In short, the stakes are high. A successful Ascend 910D would signal that sanctions are not a permanent barrier, and that Chinese tech is resilient. It might even inspire the Chinese public and tech community, much like how Russia’s space achievements were a source of national pride decades ago. But it could also trigger countermeasures, such as even tighter export restrictions or new rules around AI chip classification. The world will be watching every benchmark run and deployment of 910D systems closely.

Conclusion: The Road Ahead

Huawei’s Ascend 910D embodies China’s determination to carve out its own path in the AI era. If it works, it will provide the local computing muscle for China’s ambitious AI plans – from giant language models to advanced autonomous systems – without relying on a U.S. juggernaut. It will also prove the resilience of Huawei and Chinese engineering under pressure. Even if the 910D falls short of Nvidia’s H100 in raw numbers, the effort itself narrows the gap and forces a competitive response.
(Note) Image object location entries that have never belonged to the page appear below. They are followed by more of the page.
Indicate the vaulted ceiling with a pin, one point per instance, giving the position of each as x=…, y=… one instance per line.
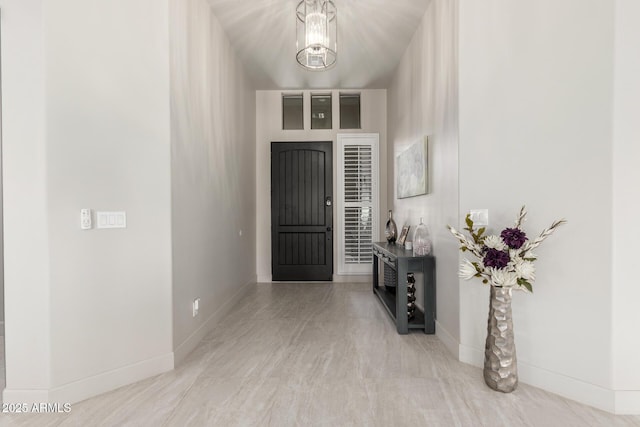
x=372, y=36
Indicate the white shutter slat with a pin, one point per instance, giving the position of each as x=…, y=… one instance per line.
x=358, y=188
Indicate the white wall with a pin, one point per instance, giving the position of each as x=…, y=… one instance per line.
x=423, y=100
x=373, y=104
x=86, y=126
x=626, y=202
x=535, y=128
x=213, y=175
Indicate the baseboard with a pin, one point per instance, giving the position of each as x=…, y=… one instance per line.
x=94, y=385
x=25, y=396
x=448, y=340
x=264, y=279
x=338, y=278
x=618, y=402
x=627, y=402
x=192, y=341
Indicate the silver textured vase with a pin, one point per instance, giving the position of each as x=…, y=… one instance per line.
x=500, y=363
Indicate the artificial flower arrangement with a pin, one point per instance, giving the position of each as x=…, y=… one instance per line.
x=505, y=260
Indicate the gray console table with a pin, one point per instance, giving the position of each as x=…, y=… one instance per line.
x=403, y=262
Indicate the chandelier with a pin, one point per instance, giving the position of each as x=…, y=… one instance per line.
x=316, y=34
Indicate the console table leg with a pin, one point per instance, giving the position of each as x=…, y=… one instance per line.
x=402, y=322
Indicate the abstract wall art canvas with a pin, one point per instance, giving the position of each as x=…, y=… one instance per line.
x=411, y=170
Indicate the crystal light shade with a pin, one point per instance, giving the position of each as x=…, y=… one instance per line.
x=316, y=34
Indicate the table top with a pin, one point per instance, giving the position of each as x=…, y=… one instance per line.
x=397, y=250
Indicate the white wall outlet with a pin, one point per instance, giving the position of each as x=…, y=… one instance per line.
x=480, y=217
x=196, y=306
x=85, y=219
x=111, y=219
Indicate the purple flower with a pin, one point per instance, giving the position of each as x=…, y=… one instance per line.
x=495, y=258
x=513, y=237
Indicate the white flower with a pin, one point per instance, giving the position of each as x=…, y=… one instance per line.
x=526, y=270
x=494, y=242
x=467, y=270
x=503, y=278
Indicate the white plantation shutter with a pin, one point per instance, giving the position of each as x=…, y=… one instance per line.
x=357, y=201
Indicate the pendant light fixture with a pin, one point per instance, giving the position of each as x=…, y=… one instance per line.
x=316, y=34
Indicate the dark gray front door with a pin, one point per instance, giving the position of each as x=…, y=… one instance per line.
x=301, y=211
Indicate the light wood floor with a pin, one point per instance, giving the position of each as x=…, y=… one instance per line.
x=326, y=355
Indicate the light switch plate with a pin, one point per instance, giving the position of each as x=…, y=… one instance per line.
x=111, y=219
x=85, y=219
x=480, y=217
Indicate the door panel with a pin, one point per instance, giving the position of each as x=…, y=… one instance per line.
x=301, y=211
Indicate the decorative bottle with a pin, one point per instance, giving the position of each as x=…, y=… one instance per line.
x=421, y=240
x=391, y=231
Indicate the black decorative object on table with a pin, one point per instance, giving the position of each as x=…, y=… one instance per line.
x=391, y=231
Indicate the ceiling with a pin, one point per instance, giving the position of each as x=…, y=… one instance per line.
x=372, y=36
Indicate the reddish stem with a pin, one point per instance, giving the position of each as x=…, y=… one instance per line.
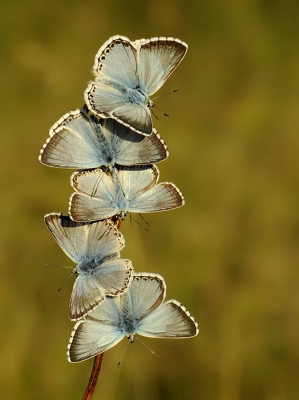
x=93, y=377
x=96, y=369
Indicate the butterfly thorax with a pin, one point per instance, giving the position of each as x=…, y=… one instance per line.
x=137, y=96
x=87, y=266
x=131, y=337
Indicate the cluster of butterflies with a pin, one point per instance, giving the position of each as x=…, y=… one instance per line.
x=113, y=144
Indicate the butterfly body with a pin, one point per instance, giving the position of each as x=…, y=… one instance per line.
x=140, y=310
x=103, y=194
x=95, y=248
x=79, y=140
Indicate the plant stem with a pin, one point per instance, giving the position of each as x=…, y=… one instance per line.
x=97, y=364
x=93, y=377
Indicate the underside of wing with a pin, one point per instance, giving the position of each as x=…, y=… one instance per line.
x=135, y=116
x=130, y=148
x=104, y=240
x=145, y=294
x=136, y=180
x=158, y=57
x=164, y=196
x=116, y=60
x=115, y=276
x=86, y=295
x=88, y=208
x=171, y=320
x=75, y=141
x=90, y=338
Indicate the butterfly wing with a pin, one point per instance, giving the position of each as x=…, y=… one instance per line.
x=95, y=197
x=68, y=234
x=170, y=320
x=115, y=71
x=91, y=337
x=116, y=61
x=146, y=293
x=158, y=57
x=110, y=278
x=129, y=148
x=135, y=180
x=164, y=196
x=114, y=92
x=76, y=141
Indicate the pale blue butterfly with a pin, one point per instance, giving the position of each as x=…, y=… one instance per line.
x=103, y=193
x=127, y=73
x=95, y=248
x=140, y=310
x=78, y=140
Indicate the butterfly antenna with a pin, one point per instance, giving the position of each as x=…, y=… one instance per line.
x=131, y=219
x=164, y=94
x=163, y=113
x=144, y=219
x=152, y=351
x=56, y=265
x=143, y=227
x=72, y=273
x=123, y=354
x=152, y=111
x=95, y=188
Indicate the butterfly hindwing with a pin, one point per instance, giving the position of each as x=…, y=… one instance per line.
x=90, y=338
x=126, y=73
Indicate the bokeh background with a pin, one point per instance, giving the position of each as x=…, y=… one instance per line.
x=230, y=255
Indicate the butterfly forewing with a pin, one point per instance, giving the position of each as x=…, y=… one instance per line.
x=126, y=189
x=75, y=141
x=137, y=180
x=95, y=248
x=116, y=61
x=139, y=310
x=162, y=197
x=158, y=57
x=146, y=293
x=126, y=73
x=136, y=116
x=170, y=320
x=90, y=338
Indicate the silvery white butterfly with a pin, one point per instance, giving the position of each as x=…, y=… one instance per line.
x=127, y=73
x=103, y=193
x=95, y=248
x=78, y=140
x=140, y=310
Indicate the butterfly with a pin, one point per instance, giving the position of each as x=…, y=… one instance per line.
x=140, y=310
x=102, y=193
x=78, y=140
x=127, y=73
x=95, y=248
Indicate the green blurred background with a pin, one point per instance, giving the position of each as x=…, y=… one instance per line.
x=230, y=255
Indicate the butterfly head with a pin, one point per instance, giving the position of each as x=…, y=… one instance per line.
x=122, y=215
x=131, y=337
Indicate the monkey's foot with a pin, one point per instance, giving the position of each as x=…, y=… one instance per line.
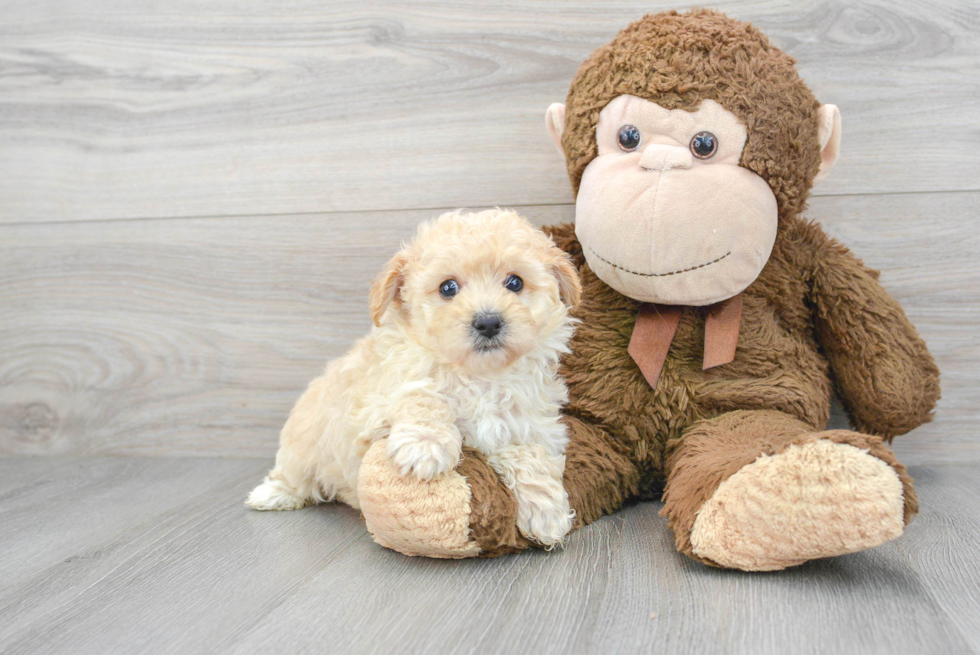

Looking forward, Huawei will continue iterating on AI chips (Ascend 920 is already announced for late 2025 with performance near Nvidia’s banned H20). Meanwhile, Nvidia will not sit still, and global AI research will push both companies onward. In the end, innovation thrives on competition. For now, Huawei’s journey with the 910D is a high-stakes chapter in the larger story of Chinese technology’s rise – one that will shape not just China’s AI industry, but potentially the global AI landscape.